Was looking at that QLED too. The remote and the external connection box puts me off abit though.

https://www.richersounds.com/samsung-55-inch-4k-ultra-hd-premium-smart-qled-tv-tvplus.html


----------



## OldskoolRS (May 5, 2011)

Taxboy said:


> I'm looking for real world experience on whether having better quality HDR on the TV has much of an impact on sources such as Bluray & Freeview HD.
> 
> Sent from my SM-T800 using Tapatalk


Sorry, I am an AV enthusiast, but can I at least comment that HDR will not be in effect if you are feeding the TV with BluRay or Freeview HD? These are 1080p sources which should be displayed as SDR/rec709. However all 4K displays will upscale the image to fill the screen, so there can be some variation as some devices upscale better than others.

To be honest though, many viewers sit far enough back that the benefit of 4K is lost, so it's more about general picture quality such as black level, motion and colours.


----------



## huxley309 (Apr 8, 2006)

Why not look at a good laser projector, heard they're better than most if not all TV's, they've really come along.


----------



## shl-kelso (Dec 27, 2012)

huxley309 said:


> Why not look at a good laser projector, heard they're better than most if not all TV's, they've really come along.


Depends what you are looking for - if you have a "normal" room without good light control then a projector (laser or not) is not going to be bright enough for daytime use without accepting washed out images. Even light rejecting screens can struggle if the windows allow light in from behind the projector.

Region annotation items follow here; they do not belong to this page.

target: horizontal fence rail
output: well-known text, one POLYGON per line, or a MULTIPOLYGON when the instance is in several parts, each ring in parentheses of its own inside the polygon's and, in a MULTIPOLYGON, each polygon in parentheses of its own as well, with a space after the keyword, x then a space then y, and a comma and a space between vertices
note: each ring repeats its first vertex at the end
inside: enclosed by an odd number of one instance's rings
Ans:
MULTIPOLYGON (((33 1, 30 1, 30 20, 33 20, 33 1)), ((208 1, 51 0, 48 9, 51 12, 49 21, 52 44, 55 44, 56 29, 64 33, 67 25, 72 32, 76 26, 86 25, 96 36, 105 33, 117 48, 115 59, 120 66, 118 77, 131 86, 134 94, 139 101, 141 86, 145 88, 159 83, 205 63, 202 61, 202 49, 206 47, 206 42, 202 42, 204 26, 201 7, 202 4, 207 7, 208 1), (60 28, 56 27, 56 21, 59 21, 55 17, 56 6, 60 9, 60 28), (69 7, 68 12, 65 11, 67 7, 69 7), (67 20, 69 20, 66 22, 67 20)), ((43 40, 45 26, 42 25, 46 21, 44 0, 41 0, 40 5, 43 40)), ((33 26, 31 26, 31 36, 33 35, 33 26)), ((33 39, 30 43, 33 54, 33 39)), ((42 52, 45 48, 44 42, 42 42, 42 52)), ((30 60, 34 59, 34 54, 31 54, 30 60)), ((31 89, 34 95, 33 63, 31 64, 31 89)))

Most modest (under 10k) laser projectors still do not go that bright and can struggle with black levels. And even when you step up to double the price (like the Sony ultra short throw laser projector) then it still does not give as bright a picture as a TV so HDR will not pop in the same way.

However if you want to go bigger than 75" screen size and and can make the room dark/semi-dark then a well chosen projector is the way to go provided you can also accommodate a decent screen to go with it.

So laser projection has its benefits (mostly instant on/off, stable light source output over time, long life) but it's not a perfect replacement for a TV just yet.


----------



## huxley309 (Apr 8, 2006)

Ok just that the gadget show did a comparison, Samsung quantum dot TV against some Epson short throw laser projector that seemed pretty new.

6-13 for the projector, they even said in a lit room it still looked decent.
I'm only going by what they said of course.


----------